Before anyone think me a full-blown curmudgeon who totally disdains Christmas, I do enjoy celebrating the event, but typically this insanity comes on me like a fever about December 23rd, or in my bad years, December 20th. Thankfully the madness leaves around December 26th. I am blessed that while growing up, my family celebrated the season in good ways, and so I have Christmas memories beyond the presents received over time. I remember events and moments from the past that are nice reflections of true Christmas.

So go ahead elf-huggers, decorate early. Play your Christmas songs until we’re sick of them and Christmas still weeks and weeks away.

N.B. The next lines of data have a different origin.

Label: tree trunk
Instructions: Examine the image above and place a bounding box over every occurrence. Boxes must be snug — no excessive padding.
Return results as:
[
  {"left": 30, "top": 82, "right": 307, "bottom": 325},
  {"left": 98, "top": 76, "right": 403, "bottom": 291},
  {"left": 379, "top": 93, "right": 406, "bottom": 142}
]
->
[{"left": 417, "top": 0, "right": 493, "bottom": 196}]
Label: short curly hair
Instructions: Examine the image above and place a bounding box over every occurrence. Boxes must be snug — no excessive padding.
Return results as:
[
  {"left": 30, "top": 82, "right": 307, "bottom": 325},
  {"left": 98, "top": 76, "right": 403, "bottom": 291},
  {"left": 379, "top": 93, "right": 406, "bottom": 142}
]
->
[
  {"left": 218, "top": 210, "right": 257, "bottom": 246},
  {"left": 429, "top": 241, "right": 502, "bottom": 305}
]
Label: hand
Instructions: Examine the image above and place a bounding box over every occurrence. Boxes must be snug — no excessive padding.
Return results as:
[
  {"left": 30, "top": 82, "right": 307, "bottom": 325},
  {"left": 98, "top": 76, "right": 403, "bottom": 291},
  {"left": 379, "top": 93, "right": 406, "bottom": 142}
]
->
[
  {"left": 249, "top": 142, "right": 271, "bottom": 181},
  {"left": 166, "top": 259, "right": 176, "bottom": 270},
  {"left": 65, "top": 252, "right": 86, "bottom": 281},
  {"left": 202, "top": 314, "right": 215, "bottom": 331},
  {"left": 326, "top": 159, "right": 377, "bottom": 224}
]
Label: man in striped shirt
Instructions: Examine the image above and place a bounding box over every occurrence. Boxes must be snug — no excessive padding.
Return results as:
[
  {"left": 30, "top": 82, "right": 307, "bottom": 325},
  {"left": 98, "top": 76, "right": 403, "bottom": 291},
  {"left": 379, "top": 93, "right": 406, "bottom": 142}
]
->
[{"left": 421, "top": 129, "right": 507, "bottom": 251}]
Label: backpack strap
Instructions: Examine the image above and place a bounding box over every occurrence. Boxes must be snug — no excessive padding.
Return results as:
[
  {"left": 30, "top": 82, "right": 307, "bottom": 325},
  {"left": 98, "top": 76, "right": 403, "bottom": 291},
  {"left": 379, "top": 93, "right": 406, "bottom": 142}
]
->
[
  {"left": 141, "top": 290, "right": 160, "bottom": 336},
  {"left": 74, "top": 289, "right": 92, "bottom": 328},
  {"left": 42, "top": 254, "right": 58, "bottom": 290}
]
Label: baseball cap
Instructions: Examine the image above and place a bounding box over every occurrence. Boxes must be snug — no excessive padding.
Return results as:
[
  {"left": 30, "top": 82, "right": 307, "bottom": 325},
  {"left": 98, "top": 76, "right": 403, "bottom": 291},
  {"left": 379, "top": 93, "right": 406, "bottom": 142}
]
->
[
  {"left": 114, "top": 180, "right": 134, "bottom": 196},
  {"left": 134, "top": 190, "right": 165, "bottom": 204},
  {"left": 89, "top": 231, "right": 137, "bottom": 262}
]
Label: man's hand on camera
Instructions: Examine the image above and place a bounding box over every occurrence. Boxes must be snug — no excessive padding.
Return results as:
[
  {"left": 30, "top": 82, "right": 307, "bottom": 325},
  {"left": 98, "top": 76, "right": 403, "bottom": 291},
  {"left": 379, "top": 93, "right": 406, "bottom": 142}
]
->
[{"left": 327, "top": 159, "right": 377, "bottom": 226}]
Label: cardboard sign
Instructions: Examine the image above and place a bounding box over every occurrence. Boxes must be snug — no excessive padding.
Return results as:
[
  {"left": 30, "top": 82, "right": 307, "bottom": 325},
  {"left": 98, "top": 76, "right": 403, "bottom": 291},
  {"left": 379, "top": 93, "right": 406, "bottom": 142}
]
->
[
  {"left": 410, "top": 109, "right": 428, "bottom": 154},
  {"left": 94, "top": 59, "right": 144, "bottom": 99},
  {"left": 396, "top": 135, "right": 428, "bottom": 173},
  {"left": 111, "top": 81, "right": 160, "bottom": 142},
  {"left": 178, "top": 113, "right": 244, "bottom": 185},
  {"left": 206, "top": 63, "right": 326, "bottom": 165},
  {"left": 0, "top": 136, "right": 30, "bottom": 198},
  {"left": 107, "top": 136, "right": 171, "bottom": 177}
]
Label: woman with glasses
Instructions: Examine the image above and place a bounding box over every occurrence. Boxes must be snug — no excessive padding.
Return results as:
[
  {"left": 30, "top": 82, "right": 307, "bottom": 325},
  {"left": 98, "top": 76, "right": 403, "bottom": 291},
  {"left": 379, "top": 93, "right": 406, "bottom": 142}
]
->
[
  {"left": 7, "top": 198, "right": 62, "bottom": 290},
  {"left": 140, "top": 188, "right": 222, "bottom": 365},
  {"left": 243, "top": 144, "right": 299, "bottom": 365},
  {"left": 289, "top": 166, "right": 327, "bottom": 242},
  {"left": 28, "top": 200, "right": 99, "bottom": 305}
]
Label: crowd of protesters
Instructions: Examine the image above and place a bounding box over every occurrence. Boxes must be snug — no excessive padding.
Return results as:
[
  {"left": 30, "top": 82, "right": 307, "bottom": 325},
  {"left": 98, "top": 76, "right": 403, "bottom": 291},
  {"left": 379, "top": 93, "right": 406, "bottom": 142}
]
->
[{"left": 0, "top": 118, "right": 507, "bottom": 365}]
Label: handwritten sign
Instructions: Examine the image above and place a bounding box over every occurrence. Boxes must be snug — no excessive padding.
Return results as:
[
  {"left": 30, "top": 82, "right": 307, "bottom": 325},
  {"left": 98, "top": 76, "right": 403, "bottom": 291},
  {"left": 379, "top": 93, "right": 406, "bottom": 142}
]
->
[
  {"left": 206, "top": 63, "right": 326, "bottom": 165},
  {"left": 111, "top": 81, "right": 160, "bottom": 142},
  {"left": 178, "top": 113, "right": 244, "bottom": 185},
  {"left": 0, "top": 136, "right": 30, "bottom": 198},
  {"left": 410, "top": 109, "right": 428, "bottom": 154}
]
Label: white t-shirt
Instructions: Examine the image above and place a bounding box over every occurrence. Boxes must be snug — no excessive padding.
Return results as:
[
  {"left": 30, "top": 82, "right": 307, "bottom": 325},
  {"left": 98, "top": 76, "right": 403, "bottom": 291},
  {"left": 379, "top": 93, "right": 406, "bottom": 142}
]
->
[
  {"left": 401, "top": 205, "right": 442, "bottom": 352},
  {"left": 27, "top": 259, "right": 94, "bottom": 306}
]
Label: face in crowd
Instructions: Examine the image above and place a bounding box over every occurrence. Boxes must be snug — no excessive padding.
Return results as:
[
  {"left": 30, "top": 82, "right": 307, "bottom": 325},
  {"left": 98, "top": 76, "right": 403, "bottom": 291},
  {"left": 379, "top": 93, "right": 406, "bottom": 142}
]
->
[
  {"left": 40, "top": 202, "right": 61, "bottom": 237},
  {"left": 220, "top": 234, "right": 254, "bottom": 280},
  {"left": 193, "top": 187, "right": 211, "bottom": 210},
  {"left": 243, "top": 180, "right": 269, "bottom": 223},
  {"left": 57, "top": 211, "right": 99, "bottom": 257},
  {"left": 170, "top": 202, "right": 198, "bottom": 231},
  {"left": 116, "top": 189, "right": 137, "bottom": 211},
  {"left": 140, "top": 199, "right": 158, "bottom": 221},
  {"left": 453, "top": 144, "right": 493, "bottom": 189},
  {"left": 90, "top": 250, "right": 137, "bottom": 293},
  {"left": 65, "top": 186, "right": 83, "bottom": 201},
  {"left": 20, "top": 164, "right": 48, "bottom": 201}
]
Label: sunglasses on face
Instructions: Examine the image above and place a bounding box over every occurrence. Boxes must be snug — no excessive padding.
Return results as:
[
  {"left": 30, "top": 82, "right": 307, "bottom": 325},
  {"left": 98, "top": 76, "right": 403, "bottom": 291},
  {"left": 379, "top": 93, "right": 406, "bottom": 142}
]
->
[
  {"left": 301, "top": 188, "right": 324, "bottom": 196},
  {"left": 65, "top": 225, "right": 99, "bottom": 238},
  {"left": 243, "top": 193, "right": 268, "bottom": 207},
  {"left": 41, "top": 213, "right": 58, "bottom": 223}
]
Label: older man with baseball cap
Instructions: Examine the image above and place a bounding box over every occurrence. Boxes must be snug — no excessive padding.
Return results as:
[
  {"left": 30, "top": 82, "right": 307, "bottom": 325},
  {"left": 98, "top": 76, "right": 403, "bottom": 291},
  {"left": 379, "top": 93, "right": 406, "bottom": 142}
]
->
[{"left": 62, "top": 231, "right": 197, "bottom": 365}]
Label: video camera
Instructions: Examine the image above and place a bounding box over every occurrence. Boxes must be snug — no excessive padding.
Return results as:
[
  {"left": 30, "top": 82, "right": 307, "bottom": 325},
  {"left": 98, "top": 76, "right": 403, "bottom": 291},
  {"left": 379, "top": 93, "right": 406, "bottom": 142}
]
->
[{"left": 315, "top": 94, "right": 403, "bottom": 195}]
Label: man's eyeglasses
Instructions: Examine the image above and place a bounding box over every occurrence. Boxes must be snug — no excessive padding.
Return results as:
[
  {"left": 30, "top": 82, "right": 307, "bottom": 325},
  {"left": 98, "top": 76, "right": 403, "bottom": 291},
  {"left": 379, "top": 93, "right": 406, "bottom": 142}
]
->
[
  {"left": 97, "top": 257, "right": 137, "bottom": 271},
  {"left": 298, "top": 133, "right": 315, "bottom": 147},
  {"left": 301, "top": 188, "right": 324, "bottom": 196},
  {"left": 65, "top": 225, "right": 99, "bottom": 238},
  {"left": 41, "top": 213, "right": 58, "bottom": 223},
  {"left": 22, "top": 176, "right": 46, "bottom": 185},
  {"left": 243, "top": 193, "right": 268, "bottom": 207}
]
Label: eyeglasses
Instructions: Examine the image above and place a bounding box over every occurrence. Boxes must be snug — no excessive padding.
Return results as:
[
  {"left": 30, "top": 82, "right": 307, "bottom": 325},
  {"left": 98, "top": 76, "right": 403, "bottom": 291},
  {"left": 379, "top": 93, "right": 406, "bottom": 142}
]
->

If it makes you jolly, dangle that mistletoe and decorate that soon-to-be-dried-out tree before the Thanksgiving turkey carcass is picked clean. Whatever makes you happy. But I won’t be the one standing in the post-Christmas line, fighting to exchange Grandma’s gift sweater with arms of different length. Me and my lump of coal will be just fine sitting in front of the fire, worrying about important things, such as when retailers will realize that Santa is just a laborer and outsource him or race to start taping plastic holly up on September 6th. It’s enough to make a grown curmudgeon cry.